As in art song, the symbiosis between music and text is central in Nueva canción and, like the minstrel tradition, its texts describe rural and urban spaces, loneliness, love, social injustice, and pain. In this context, songs like “Alfonsina y el mar” by the Argentinean ARIEL RAMÍREZ (1921–2010) became touchstones for generations of Latin Americans who, accompanied by the guitar, performed them in family gatherings. Equally important within the folk repertoire are the Mexican songs “La Bikina” by RUBÉN FUENTES (b.1926) and the traditional folk song “La llorona”.
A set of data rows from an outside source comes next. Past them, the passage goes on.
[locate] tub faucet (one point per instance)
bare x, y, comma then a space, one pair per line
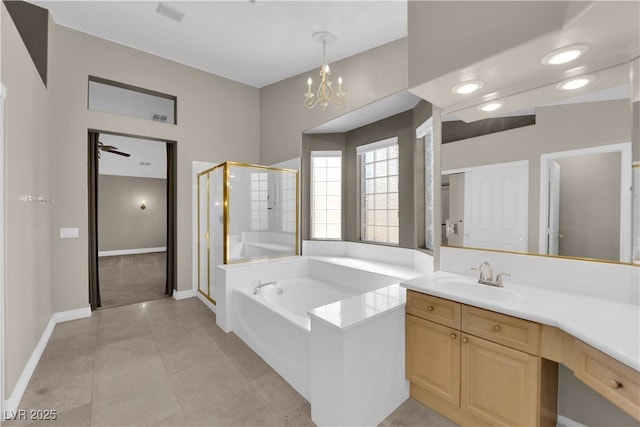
260, 285
486, 272
486, 275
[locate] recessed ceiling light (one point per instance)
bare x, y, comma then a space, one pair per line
577, 83
564, 55
491, 106
467, 87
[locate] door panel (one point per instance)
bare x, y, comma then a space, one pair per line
496, 207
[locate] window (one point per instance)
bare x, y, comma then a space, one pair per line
326, 195
259, 199
288, 202
425, 131
119, 98
379, 191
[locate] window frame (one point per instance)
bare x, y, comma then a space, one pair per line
361, 152
326, 154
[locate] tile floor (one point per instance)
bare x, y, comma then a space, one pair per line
166, 363
130, 279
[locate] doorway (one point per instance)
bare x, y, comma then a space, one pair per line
585, 203
132, 219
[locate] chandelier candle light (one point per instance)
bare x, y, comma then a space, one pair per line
325, 94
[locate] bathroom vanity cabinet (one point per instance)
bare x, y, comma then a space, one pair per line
480, 367
476, 366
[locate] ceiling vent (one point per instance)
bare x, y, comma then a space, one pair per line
159, 118
169, 12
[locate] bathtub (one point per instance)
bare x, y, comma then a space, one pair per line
275, 323
331, 300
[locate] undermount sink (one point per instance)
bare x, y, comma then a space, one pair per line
469, 287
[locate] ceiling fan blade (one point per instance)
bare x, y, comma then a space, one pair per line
119, 153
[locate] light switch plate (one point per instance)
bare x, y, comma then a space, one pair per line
69, 233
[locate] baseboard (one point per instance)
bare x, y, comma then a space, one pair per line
206, 302
568, 422
11, 404
188, 293
132, 251
66, 316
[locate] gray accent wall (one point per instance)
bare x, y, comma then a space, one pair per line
411, 173
121, 223
590, 206
558, 128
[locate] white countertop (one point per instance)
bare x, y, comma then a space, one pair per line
611, 327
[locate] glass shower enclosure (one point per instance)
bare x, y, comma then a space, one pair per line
245, 213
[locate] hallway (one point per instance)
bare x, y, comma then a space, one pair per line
131, 279
166, 363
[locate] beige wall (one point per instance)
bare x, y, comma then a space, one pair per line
368, 76
121, 222
557, 128
27, 233
217, 120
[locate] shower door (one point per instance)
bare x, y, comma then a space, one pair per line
210, 205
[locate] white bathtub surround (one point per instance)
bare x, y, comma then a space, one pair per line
413, 259
347, 356
277, 326
246, 276
615, 330
357, 358
608, 281
357, 371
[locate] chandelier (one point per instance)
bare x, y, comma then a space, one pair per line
325, 94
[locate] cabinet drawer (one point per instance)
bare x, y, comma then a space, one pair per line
502, 329
612, 379
432, 308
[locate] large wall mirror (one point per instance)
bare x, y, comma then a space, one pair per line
559, 182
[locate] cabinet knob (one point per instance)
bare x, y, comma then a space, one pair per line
615, 384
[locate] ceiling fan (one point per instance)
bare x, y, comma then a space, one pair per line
111, 149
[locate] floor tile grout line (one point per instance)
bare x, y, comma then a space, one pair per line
155, 343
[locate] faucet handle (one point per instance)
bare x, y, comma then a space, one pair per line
499, 278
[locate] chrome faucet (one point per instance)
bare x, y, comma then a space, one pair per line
486, 275
261, 285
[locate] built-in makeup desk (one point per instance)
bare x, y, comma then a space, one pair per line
480, 354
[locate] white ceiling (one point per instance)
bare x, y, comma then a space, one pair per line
256, 43
381, 109
610, 29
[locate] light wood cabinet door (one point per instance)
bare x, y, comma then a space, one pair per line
433, 358
499, 385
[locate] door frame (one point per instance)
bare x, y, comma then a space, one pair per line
171, 229
3, 128
624, 149
516, 163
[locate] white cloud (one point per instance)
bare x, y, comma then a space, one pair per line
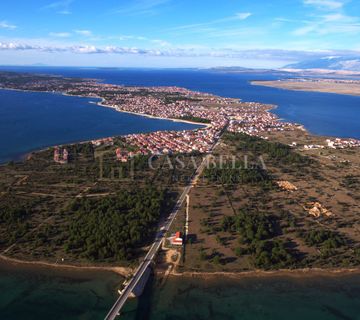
243, 15
140, 7
186, 52
85, 33
60, 34
62, 7
326, 4
6, 25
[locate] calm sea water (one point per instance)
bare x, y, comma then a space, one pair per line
321, 113
43, 294
315, 298
32, 120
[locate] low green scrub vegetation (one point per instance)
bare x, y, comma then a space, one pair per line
256, 234
275, 151
113, 228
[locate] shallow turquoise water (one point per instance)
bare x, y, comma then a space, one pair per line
52, 294
324, 298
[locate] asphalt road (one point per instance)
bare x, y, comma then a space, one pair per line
115, 310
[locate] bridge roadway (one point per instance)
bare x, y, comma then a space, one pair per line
115, 310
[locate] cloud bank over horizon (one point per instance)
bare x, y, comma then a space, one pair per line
166, 32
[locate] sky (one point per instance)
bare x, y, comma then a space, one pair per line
176, 33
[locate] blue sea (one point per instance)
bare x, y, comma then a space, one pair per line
30, 121
33, 120
321, 113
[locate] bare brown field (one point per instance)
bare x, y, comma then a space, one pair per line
325, 181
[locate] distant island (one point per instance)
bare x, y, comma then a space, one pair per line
339, 86
273, 196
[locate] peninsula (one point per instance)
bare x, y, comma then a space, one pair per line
270, 197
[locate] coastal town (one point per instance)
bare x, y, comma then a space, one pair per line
215, 113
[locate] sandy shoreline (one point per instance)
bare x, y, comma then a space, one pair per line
126, 271
123, 271
293, 273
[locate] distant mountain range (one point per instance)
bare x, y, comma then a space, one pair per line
332, 63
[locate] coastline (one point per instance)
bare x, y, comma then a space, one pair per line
123, 271
293, 273
101, 103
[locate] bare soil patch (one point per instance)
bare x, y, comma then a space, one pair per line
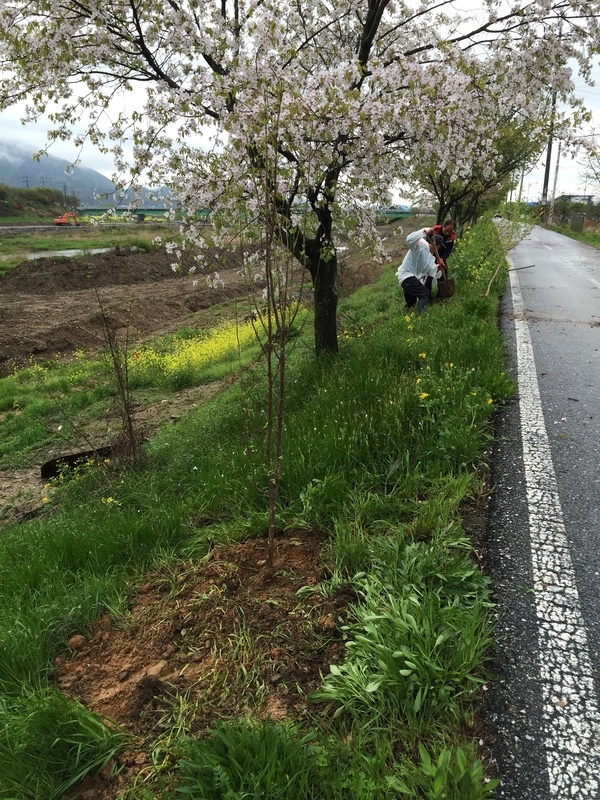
226, 634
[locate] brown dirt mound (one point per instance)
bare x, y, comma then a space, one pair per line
51, 307
226, 634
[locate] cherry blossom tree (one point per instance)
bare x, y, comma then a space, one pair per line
362, 88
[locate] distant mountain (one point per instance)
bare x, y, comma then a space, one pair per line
94, 190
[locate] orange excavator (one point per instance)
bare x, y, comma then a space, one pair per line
68, 218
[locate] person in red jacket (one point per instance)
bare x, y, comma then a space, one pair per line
443, 235
446, 231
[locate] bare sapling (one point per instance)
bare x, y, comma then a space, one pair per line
127, 444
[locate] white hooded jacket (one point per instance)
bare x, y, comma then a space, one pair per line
418, 262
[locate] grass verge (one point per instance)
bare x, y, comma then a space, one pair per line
383, 446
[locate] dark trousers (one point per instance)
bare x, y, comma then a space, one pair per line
415, 293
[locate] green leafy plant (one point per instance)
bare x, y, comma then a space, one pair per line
245, 760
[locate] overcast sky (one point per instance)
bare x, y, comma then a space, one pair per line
570, 178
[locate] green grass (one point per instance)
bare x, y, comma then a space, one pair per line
383, 445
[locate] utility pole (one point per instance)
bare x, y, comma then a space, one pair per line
544, 210
521, 186
551, 215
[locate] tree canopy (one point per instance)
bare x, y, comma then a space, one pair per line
360, 91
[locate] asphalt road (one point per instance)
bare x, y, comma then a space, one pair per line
544, 529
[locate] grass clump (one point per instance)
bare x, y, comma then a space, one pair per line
382, 447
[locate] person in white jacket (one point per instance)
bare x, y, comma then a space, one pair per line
418, 265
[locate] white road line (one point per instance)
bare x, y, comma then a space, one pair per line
571, 720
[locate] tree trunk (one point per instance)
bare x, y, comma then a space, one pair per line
325, 285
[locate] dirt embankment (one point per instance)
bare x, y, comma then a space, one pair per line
51, 307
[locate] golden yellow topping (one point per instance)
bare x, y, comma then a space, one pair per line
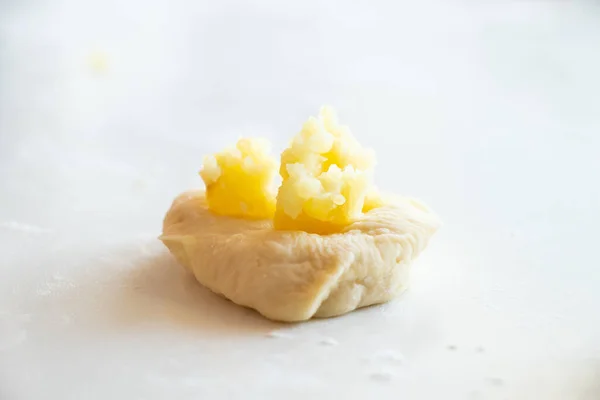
327, 178
239, 181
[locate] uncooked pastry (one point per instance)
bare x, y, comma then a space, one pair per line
295, 275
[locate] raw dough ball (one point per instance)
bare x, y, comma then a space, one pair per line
295, 275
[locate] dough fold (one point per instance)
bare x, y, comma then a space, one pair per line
294, 275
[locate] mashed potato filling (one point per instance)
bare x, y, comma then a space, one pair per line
327, 178
239, 181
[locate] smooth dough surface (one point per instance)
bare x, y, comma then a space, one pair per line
295, 275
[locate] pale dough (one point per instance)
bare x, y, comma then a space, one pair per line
294, 275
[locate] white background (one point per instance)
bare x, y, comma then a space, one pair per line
487, 110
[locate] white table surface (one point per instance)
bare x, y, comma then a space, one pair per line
489, 111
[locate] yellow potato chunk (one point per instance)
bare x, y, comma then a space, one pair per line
327, 178
239, 181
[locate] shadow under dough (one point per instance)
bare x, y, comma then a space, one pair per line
158, 291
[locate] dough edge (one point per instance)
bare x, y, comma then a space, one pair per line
367, 264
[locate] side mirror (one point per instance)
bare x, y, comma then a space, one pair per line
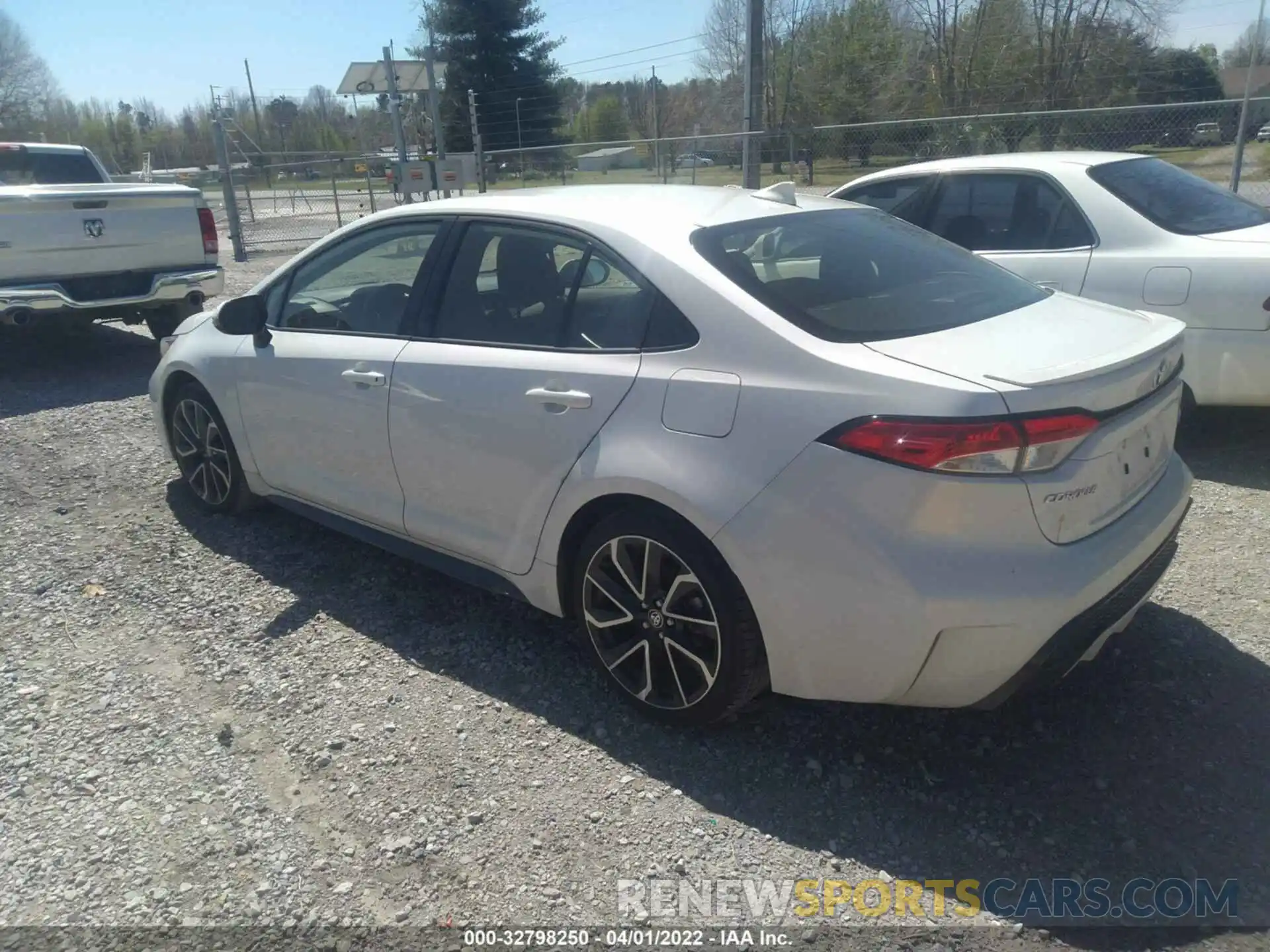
241, 317
597, 273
This programme represents a meeting point between the different types of songs. Like a collage of sounds, it brings together diverse traditions, styles, and historical moments that intersect, all in the same space and on the same level of validation. After all, the division between art, folk and popular music is a relatively recent construct that emerged from the enlightened elites of central Europe to classify music outside its axis. Fortunately, as we hear on this recording, Latin American song succeeds in breaking down these categories. Thanks to the beautiful repertoire selection, careful interpretation and arrangements of these works (mostly written for voice and piano) for the harp, the music acquires a seal of authenticity. Without a doubt, this album, in addition to nurturing the soul with its beauty, helps us understand the historical and cultural complexity of Latin America.
Patricia Caicedo
Soprano and musicologist Patricia Caicedo is the author of The Latin American Art Song: Sounds of the Imagined Nations. She is the director of the Barcelona Festival of Song, a summer programme dedicated to studying the history and interpretation of the Latin American & Iberian art song.